What is BFS ?                         


Breadth-First Search (BFS) is a graph traversal algorithm that systematically explores a graph's vertices level by level. Starting from a chosen node, BFS visits its neighbors before moving on to the next level of nodes. It utilizes a queue data structure to maintain the order of exploration, ensuring that nodes at the same level are visited before moving deeper. BFS is employed in various applications, such as finding the shortest path in unweighted graphs, network broadcasting, and web crawling. Its guarantee of discovering the shortest path makes it particularly suitable for scenarios where optimality and completeness are crucial.

                          What is DFS ?                         

Depth-First Search (DFS) is a graph traversal algorithm that explores as far as possible along one branch before backtracking. Starting at the initial node, DFS recursively visits adjacent nodes, marking them as visited and backtracks when no unvisited neighbors remain. It uses a stack or recursion for tracking the exploration path. DFS is versatile, applicable to various graph-related problems such as topological sorting, connected component identification, and maze solving.
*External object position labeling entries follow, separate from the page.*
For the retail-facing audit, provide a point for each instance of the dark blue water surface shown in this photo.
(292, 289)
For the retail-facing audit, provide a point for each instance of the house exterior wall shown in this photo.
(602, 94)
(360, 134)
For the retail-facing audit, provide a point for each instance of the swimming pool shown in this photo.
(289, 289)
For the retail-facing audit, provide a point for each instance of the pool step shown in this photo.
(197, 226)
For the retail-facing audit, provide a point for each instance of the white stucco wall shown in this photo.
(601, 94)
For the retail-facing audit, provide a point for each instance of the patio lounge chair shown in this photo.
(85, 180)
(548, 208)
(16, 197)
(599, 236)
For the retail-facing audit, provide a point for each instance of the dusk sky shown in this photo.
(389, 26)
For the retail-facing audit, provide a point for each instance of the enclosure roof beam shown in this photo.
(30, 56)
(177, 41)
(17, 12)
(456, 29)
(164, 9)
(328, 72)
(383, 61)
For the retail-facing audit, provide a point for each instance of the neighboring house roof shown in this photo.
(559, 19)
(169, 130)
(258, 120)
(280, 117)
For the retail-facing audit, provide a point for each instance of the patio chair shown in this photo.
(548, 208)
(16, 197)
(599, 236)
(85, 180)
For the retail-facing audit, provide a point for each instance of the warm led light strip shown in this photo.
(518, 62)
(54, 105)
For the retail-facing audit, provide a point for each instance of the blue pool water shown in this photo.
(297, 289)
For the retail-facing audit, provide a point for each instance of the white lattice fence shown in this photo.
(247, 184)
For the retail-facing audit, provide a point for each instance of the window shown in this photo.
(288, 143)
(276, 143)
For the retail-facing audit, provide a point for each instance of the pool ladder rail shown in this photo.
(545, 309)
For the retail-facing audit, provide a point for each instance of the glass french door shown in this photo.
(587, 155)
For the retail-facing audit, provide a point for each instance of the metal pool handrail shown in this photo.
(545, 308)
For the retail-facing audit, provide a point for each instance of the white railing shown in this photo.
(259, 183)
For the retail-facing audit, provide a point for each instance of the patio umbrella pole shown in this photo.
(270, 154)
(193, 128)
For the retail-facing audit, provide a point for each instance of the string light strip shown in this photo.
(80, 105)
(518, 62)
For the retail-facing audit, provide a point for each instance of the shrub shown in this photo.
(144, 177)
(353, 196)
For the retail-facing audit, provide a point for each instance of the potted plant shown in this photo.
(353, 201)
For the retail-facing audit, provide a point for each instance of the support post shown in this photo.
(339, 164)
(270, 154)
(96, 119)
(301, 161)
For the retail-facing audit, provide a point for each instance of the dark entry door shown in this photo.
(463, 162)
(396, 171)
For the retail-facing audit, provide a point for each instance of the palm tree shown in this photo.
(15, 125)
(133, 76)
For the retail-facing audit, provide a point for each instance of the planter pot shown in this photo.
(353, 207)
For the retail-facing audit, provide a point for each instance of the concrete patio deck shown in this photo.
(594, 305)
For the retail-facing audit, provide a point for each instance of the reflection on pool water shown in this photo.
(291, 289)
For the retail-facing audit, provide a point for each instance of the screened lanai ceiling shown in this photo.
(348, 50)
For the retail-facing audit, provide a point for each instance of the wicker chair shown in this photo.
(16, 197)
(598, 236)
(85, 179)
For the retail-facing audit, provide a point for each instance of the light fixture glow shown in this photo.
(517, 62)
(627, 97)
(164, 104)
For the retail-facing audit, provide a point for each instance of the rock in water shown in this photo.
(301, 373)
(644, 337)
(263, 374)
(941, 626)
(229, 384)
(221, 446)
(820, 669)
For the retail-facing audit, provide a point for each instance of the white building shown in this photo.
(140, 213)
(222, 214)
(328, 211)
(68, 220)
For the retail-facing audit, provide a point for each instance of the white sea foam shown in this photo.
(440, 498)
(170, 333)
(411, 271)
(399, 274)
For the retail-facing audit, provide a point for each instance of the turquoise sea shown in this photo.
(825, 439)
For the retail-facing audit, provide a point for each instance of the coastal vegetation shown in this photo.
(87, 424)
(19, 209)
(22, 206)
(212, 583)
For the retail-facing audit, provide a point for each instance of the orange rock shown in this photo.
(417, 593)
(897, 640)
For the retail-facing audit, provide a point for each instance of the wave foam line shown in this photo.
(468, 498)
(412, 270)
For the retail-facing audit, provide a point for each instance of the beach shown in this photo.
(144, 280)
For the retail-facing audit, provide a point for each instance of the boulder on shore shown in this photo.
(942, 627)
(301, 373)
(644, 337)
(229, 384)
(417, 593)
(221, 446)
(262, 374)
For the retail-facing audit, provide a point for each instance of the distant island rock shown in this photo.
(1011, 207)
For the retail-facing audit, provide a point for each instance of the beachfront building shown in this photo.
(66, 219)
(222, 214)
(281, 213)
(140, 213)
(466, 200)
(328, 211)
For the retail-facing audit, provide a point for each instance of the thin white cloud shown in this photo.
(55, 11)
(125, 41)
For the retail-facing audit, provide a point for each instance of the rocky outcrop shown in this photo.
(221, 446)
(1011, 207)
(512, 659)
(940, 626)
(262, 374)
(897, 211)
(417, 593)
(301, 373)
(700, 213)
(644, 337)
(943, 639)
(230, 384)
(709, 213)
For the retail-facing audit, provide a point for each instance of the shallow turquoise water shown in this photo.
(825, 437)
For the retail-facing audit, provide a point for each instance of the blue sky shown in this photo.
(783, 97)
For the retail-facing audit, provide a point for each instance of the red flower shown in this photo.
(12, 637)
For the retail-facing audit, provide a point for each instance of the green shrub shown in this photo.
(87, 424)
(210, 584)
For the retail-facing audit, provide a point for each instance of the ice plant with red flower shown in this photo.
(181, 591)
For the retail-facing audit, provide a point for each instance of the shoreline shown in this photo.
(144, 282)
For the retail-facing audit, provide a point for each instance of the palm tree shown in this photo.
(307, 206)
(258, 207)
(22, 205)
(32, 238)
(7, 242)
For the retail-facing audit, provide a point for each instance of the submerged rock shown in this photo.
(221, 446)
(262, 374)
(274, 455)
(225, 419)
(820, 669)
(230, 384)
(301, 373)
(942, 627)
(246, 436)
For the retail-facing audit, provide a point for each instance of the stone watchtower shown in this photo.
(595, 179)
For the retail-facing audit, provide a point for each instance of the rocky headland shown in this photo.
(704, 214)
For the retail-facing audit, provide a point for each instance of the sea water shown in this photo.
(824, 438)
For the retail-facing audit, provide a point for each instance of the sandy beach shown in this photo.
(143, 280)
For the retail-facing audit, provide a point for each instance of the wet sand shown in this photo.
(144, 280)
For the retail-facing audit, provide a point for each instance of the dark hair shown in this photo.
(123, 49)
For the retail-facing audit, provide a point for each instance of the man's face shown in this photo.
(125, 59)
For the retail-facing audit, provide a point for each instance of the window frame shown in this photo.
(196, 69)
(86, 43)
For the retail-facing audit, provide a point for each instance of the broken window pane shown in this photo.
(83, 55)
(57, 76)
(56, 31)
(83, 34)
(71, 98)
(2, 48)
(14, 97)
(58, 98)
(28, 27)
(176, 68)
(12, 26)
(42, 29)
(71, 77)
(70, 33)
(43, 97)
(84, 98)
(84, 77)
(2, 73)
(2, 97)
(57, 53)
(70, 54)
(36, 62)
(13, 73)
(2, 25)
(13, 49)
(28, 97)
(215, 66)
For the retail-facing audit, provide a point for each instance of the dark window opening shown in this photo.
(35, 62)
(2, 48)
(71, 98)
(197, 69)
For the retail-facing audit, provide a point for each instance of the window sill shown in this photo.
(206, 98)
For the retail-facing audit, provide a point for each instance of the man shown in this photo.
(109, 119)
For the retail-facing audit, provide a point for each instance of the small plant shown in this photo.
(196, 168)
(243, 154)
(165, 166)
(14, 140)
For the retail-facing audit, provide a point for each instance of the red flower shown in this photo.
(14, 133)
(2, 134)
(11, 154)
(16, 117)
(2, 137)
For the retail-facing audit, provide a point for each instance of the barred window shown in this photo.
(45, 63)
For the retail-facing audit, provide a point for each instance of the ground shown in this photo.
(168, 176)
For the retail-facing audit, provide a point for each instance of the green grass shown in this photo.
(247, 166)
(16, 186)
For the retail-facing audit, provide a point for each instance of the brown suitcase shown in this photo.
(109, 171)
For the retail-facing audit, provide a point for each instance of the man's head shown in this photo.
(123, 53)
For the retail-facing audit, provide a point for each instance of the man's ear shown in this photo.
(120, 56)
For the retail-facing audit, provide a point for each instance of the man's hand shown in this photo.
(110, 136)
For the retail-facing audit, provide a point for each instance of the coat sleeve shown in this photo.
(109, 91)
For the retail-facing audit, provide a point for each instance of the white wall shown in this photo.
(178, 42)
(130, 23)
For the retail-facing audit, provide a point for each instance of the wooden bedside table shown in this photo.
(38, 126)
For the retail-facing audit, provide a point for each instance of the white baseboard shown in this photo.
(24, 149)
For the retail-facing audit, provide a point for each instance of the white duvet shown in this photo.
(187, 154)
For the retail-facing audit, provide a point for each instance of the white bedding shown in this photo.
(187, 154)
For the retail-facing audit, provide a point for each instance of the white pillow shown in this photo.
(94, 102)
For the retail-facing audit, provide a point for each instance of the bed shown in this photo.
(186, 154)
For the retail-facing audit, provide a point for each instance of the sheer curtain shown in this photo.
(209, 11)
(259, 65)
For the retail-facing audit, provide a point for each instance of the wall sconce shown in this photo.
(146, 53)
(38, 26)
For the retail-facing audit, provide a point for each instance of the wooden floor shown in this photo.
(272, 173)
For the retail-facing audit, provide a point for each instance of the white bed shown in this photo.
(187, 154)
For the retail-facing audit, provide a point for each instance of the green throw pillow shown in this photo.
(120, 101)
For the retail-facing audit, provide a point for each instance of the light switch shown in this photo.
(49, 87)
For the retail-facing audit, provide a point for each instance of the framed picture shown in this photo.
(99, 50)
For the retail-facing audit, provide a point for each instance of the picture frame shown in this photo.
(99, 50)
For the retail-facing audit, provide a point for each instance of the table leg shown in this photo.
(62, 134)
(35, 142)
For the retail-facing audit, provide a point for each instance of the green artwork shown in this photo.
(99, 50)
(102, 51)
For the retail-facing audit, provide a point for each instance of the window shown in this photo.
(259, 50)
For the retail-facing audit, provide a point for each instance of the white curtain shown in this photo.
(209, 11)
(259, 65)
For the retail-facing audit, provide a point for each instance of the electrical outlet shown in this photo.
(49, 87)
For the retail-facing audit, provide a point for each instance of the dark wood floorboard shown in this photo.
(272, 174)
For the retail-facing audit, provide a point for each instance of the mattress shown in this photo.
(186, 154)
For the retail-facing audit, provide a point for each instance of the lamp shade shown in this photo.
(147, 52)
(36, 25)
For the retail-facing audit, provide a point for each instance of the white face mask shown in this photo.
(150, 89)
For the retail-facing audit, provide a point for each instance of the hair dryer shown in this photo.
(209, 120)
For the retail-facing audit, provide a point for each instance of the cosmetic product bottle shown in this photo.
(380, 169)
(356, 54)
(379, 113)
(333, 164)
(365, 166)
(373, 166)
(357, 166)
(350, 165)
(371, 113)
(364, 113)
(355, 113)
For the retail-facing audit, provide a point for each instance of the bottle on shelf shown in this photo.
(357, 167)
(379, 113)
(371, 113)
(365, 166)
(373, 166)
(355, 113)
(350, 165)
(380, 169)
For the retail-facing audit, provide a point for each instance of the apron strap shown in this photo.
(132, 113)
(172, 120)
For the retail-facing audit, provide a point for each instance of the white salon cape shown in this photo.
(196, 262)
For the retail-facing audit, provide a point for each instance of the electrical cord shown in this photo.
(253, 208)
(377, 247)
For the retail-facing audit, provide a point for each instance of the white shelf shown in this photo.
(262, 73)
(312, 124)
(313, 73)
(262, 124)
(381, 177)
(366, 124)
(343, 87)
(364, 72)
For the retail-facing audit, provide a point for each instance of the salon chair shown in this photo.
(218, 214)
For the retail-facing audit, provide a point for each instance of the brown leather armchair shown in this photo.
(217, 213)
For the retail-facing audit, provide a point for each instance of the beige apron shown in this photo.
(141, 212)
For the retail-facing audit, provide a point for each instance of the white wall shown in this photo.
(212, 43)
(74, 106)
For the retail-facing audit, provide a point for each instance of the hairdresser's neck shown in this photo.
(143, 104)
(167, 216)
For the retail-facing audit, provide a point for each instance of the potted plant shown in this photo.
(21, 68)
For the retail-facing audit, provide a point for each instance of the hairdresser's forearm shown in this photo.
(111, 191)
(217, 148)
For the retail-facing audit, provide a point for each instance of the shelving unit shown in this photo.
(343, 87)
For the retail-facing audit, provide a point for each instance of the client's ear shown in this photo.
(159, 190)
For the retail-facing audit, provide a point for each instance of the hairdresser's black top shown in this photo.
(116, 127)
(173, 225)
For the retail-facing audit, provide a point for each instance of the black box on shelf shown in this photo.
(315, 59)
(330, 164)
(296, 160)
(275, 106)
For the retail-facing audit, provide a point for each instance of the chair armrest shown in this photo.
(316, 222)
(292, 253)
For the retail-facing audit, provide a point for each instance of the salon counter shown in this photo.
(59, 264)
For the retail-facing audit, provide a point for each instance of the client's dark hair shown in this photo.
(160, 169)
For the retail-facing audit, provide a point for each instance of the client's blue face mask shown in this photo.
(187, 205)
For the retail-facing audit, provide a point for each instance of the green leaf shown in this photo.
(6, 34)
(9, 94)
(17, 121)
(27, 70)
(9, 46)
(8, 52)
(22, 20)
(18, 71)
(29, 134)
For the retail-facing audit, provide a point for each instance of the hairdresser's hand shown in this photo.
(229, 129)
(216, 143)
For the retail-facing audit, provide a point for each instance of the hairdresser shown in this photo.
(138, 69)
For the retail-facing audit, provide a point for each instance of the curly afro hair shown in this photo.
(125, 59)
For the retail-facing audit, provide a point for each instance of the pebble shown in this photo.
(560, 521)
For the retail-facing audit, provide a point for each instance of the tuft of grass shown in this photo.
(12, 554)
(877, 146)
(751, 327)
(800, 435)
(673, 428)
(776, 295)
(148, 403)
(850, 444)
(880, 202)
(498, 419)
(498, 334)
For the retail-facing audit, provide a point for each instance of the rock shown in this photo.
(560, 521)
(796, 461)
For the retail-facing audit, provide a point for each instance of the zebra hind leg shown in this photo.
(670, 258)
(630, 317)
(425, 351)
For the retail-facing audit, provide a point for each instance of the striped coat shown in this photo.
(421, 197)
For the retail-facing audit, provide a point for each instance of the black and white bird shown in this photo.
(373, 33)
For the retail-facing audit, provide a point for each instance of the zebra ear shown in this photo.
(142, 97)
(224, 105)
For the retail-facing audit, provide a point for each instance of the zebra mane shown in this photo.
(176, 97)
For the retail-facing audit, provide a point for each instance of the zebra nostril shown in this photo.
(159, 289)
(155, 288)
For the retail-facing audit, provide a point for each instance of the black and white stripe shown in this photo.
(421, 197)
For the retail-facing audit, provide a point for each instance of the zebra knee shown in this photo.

While it may not guarantee the shortest path, DFS is memory-efficient and well-suited for scenarios where exhaustive exploration of possibilities along a branch is beneficial.

      Difference between BFS vs DFS ?      

Basis

BFS

DFS

1. Nature   -

Explores level by level, i.e., it explores all the neighbor nodes at the current depth before moving on to nodes at the next depth.

 

Explores as far as possible along one branch before backtracking.

2. Data Structure:

Uses a queue data structure to keep track of the nodes to be explored.

Uses a stack (or recursion) to keep track of nodes to be explored.

3. Memory Usage:

Generally requires more memory because it needs to store all nodes at the current level.

Typically uses less memory as it only needs to store a stack of nodes corresponding to the current branch.

4. Implementation:

Iterative implementation is usually preferred using a queue.

Recursive implementation is common, but it can also be implemented using a stack.

5. Completeness

Guaranteed to find the shortest path in an unweighted graph.

Does not guarantee the shortest path.

6. Time Complexity:

Generally has higher time complexity compared to DFS.

Usually has a lower time complexity.

 

7. Use Cases :

Useful in finding the shortest path, puzzle solving, and scenarios where you want to explore all possibilities level by level.

Useful in topological sorting, finding connected components, and scenarios where you want to explore as far as possible along each branch.

 

8. Path vs. Space

May not be practical for dense graphs due to its space complexity.

Typically more memory-efficient, especially for sparse graphs.

 

9. Applications :

 

Web crawling, shortest path problems, network broadcasting.

Topological sorting, solving mazes, finding connected components.

 

10. Order of Visitation

Nodes are visited in the order they are discovered, level by level.

  

 

Nodes are visited in a depthward motion until a dead end is reached, and then the algorithm backtracks.